NIBCO has manufactured and advertised its PEX Products for use in plumbing systems throughout the United States. It has repeatedly represented that consumers should trust NIBCO to provide the highest quality PEX Products because the company has over 100 years of industry experience and is an industry leader in the manufacture of PEX Products. NIBCO warranted that its PEX tubing would be free from any defects in materials and workmanship for a period ranging from ten (10) years to twenty-five (25) years, dependent upon whether NIBCO PEX fittings and NIBCO valves and installation accessories were also used in the installation.

The complaint contends that contrary to these affirmative statements, the PEX Products suffer from design and/or manufacturing defects.

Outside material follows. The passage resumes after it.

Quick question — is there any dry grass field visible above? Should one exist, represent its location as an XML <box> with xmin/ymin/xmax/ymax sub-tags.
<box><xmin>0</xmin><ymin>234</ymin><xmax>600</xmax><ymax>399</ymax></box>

Specifically, and as a result of such defects, the PEX Tubing is predisposed to premature oxidative failure and creep rupture, the PEX Fittings are predisposed to prematurely fail as a result of dezincification corrosion, and the PEX Clamps are predisposed to prematurely fail as a result of chloride-induced stress corrosion cracking.

The PEX Product Defects have caused plumbing systems to catastrophically fail and release water, which has caused and will continue to cause Plaintiffs and the Class to incur damages through no fault of their own.

Plaintiffs seek relief for damages sustained by Plaintiffs and the Class that were proximately caused by NIBCO’s Defective PEX Products used in Plaintiffs’ and Class members’ homes and other structures, or which otherwise were installed in the homes and structures of Plaintiffs and the Class.

Class: All persons or entities who sustained damages proximately caused by NIBCO’s Defective PEX Products used in the water plumbing systems of Plaintiffs’ and Class members’ homes and other structures, or which otherwise were installed in the homes and structures of Plaintiffs and the Class and require remediation.